After 3 months of parliamentary debates, law no. 2024-537 aimed at increasing business financing and France’s attractiveness as a financial center was adopted on June 13, 2024 (the “Attractiveness Law”).
The pursuit of this financial attractiveness is explored in three directions:
- For companies, by seeking to develop their financing capacity.
- For investors, by expanding the scope of their investments.
- For innovation, by offering new investment opportunities in the future.
The implementation of these new provisions, however, requires the publication of application decrees in the coming months which will specify the modalities of the measures provided.
Encouraging companies to seek market financing
The Attractiveness Law provides several measures designed to offer French companies a favorable and protective framework that encourages them to seek financing on the financial markets.
A key measure made necessary due to the competition from other European financial centers already allowing it, now offers listed companies the possibility to issue multiple voting shares during an initial public offering. While this was already possible for joint-stock companies under strict conditions, including time limits, it excluded companies admitted to a regulated market or a Multilateral Trading Facility (“MTF”). In these financial instrument markets, the principle of proportionality of voting rights to the share capital represented had only one exception, which was double voting preference shares.
This new possibility is only offered during an initial admission to a regulated market or an MTF, and such multiple voting shares can only be issued for the benefit of specifically designated persons. Additionally, the new multiple voting shares are issued for a determined period: at the end of their term, they are to be automatically converted into ordinary shares (for a maximum of 10 years, renewable once for a period not exceeding 5 years).
This first measure particularly targets founders of innovative (start-up) or high-potential companies who wish to retain control of their company but need significant fundraising to finance their industrialization and, more broadly, their development projects.
The new law also simplifies the procedure for setting the issue price in the event of a capital increase by removing the preferential subscription right for companies whose securities are admitted to trading on a regulated market. Until now, the issue price had to be at least equal to the weighted average of the prices of the last three trading sessions, with a maximum discount of 10% and after consulting the AMF. It is now provided that the issue price can be freely set, provided that an additional report, certified by the statutory auditor and describing the conditions of the operation, is issued.
By this, the legislator again expresses the will to simplify processes to encourage companies to seek market financing.
Finally, one measure worth mentioning is the increase in the maximum limit to proceed with a capital increase by removing the preferential subscription right in a private placement (i.e., a public offer reserved for a small circle). This limit, which was 20% of the share capital per year, is raised to 30%.
Expanding existing investment channels
The legislator also took note of the important role played by collective investment schemes (“OPC”) in business financing. Thus, several provisions expand the scope of eligible investments.
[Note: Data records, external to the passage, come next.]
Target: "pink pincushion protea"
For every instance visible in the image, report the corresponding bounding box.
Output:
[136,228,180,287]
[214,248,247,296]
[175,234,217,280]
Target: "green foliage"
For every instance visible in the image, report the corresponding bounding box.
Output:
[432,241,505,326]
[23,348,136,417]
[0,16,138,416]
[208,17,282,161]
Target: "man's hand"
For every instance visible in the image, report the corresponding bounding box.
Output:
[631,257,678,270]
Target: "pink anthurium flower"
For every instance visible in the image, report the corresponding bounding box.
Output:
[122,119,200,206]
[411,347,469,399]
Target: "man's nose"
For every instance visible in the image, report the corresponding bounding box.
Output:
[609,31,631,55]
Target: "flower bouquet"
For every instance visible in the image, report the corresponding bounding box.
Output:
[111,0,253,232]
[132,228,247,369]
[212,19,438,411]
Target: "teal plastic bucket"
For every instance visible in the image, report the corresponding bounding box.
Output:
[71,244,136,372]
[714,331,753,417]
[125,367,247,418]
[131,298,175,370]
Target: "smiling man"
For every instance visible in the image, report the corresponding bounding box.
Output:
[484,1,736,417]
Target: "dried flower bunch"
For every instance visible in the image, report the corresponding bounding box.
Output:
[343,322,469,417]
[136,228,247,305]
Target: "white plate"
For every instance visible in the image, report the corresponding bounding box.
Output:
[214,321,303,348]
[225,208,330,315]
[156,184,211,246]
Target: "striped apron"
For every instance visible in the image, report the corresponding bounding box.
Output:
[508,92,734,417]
In this regard, risk capital mutual funds (“FCPR”) can now assist listed companies up to a market capitalization of EUR 500 million (compared to EUR 150 million previously). For FCPRs, the lock-up period for holders of shares, which means the prohibition to request the redemption of shares (exit from the fund), is extended to 15 years (compared to 10 previously).
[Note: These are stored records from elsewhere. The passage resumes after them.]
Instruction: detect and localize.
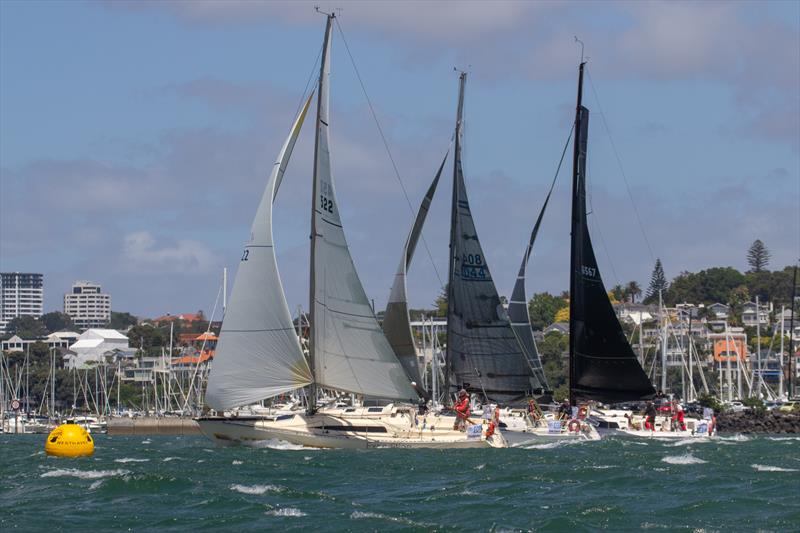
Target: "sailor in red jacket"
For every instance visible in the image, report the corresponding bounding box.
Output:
[672,402,686,431]
[453,389,469,431]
This measure aims at adapting the investment to market specifics. FCPRs especially are intended to invest in start-ups, SMEs, and innovative companies with particularly high financing needs and long investment durations.
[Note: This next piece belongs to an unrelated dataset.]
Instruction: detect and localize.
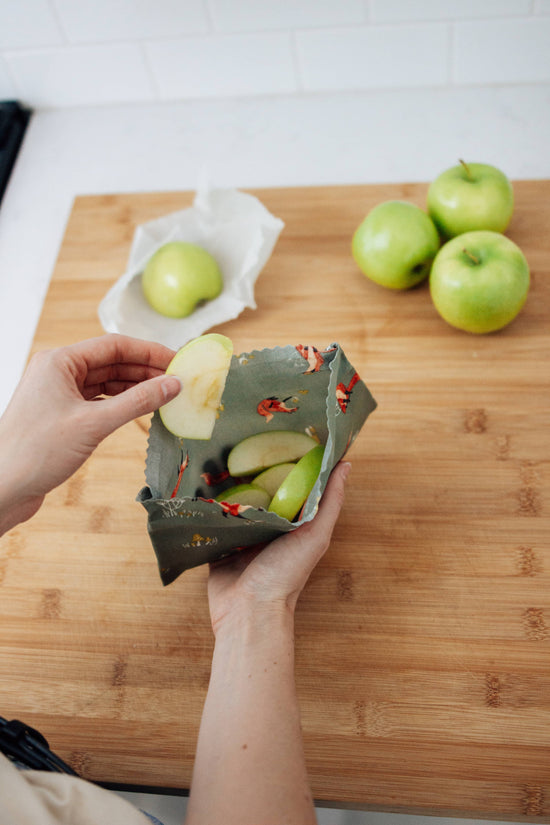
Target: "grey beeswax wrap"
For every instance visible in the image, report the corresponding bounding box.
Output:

Similarly, the rules regarding securities eligible for the equity savings plan for financing SMEs (“PEA-PME”) have been relaxed. Companies whose securities are admitted to trading on a regulated market or an MTS, with a market capitalization which is less than EUR 2 billion (or has been at the end of at least one of the last four calendar years), are now eligible for a PEA-PME. The conditions were previously much more restrictive as (i) the market capitalization had to be less than EUR 1 billion, (ii) the number of employees had to be less than 5,000, and (iii) the annual turnover had to be equal or less than EUR 1.5 billion (or a total balance sheet not exceeding EUR 2 billion based on the consolidated accounts of the issuing company).
Opening investment perspectives
The Attractivity Law introduces the remarkable innovation of “splitting of financial instruments” into French law. This notion, well-known in the United States and highly popular among both individuals and professionals, was impossible under French law because of factors such as the principle of indivisibility of securities for the issuing company. By enabling the government to create a regime for the splitting of financial instruments, the law challenges this classic principle enshrined in the commercial code.
In practice, splitting securities allows the division of a security into several units of lower value. For example, a share with a nominal value of EUR 1,000 could be divided into 100 share fractions, bearing a nominal value of EUR 10 each. The splitting of securities is a tool for “democratizing” investment, aiming to allow a broader public to invest in companies with the highest ratings (e.g., companies in the high tech and luxury sectors).
For the effective use of financial instrument splitting, the Euronext market company will need to adapt its procedures and rules. Otherwise, the existing technical limits will make the regime entirely inoperative, as it is currently not possible to place an order in the market for anything other than a whole security. The technical and IT systems of all market order chain links will thus need to evolve accordingly.
Finally, the Government is also entitled to harmonize and simplify the provisions related to the social life of OPCs, modernize their governance, and reform their operations framework.
At this stage, the impact of this reform is difficult to assess, and it will be necessary to follow the government’s work to determine if significant changes should be anticipated by market players, especially portfolio management companies.